Le Gouvernement a appelé à une mobilisation générale pour faire reculer durablement le chômage et lancé le pacte de responsabilité, qui comprend des engagements chiffrés en termes de création d'emplois. Quelles dispositions le Gouvernement entend-il prendre dans ce cadre, en particulier au bénéfice de ma région ?
M. Stéphane Le Foll, ministre de l'agriculture, de l'agroalimentaire et de la forêt, porte-parole du Gouvernement . - La région Nord-Pas-de-Calais bénéficie de dépenses de l'État deux fois supérieures proportionnellement à son poids démographique et économique. C'est la preuve du volontarisme de l'État. Le Gouvernement active tous les leviers dans la région du Nord-Pas-de-Calais : l'activité partielle (16 millions), les formations individualisées (7 500 personnes en ont bénéficié en 2013), les contrats aidés (12 % du total national).

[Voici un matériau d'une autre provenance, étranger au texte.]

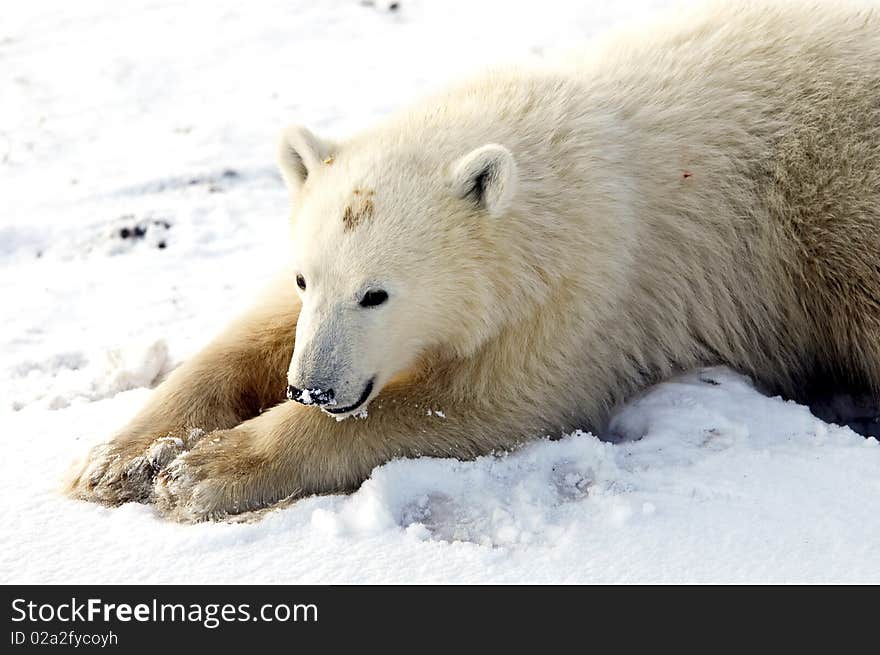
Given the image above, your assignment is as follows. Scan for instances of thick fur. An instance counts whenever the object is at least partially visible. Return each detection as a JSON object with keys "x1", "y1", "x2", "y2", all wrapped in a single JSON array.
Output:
[{"x1": 71, "y1": 2, "x2": 880, "y2": 520}]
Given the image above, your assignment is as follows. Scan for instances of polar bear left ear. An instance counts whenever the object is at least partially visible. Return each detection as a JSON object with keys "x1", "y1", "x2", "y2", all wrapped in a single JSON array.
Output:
[
  {"x1": 278, "y1": 125, "x2": 333, "y2": 192},
  {"x1": 449, "y1": 143, "x2": 517, "y2": 216}
]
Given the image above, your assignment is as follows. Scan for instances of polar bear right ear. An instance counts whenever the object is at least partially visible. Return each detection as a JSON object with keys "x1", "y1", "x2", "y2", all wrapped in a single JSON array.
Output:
[
  {"x1": 278, "y1": 125, "x2": 333, "y2": 192},
  {"x1": 449, "y1": 143, "x2": 517, "y2": 216}
]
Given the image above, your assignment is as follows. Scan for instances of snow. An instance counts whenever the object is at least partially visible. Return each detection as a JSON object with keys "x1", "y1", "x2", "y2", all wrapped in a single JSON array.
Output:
[{"x1": 0, "y1": 0, "x2": 880, "y2": 583}]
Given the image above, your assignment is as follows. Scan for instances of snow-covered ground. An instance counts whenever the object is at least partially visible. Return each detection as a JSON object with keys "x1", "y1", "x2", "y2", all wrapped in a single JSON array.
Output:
[{"x1": 0, "y1": 0, "x2": 880, "y2": 583}]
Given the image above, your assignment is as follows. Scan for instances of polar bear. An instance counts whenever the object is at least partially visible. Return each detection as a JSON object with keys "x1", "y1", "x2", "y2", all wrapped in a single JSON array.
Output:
[{"x1": 70, "y1": 2, "x2": 880, "y2": 521}]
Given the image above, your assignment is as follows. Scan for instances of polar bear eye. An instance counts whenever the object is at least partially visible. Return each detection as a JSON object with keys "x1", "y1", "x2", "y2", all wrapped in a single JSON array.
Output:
[{"x1": 360, "y1": 289, "x2": 388, "y2": 307}]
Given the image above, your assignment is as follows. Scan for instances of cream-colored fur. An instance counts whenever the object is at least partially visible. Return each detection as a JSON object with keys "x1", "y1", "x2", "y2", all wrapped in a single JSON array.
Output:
[{"x1": 71, "y1": 2, "x2": 880, "y2": 520}]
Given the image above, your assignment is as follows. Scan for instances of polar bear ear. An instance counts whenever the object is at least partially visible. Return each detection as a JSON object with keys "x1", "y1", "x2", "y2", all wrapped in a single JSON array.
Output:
[
  {"x1": 449, "y1": 143, "x2": 517, "y2": 216},
  {"x1": 278, "y1": 125, "x2": 333, "y2": 191}
]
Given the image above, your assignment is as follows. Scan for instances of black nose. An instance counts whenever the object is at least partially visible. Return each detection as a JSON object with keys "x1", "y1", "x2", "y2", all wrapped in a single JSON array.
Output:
[{"x1": 287, "y1": 384, "x2": 336, "y2": 406}]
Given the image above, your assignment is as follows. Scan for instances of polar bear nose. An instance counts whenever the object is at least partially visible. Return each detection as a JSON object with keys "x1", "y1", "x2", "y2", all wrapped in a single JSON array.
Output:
[{"x1": 287, "y1": 384, "x2": 336, "y2": 407}]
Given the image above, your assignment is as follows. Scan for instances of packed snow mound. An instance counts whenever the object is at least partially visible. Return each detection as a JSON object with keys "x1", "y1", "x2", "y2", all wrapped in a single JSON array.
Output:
[{"x1": 0, "y1": 369, "x2": 880, "y2": 583}]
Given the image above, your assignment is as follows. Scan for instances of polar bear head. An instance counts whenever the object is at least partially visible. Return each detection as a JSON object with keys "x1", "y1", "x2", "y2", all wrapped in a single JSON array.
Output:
[{"x1": 278, "y1": 126, "x2": 517, "y2": 417}]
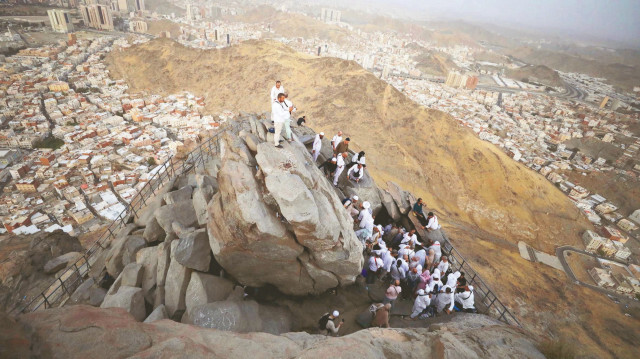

Grâce aux contrats d'avenir, les résultats sont au rendez-vous : le chômage des jeunes a reculé de 6 % dans la région, davantage que la moyenne nationale. En 2014, 1 350 contrats aidés supplémentaires seront octroyés.
Le pacte de responsabilité amplifiera ces résultats. La mobilisation doit être permanente pour redonner de l'espoir.
M. Dominique Bailly. - Merci de cette mobilisation en faveur de cette région qui est la plus jeune de France. Je me félicite de la garantie jeunesse annoncée par le président de la République et du combat qu'il mène à Bruxelles. L'expérimentation menée dans dix régions doit être pérennisée.
La séance, suspendue à 11 h 25, reprend à 11 h 30.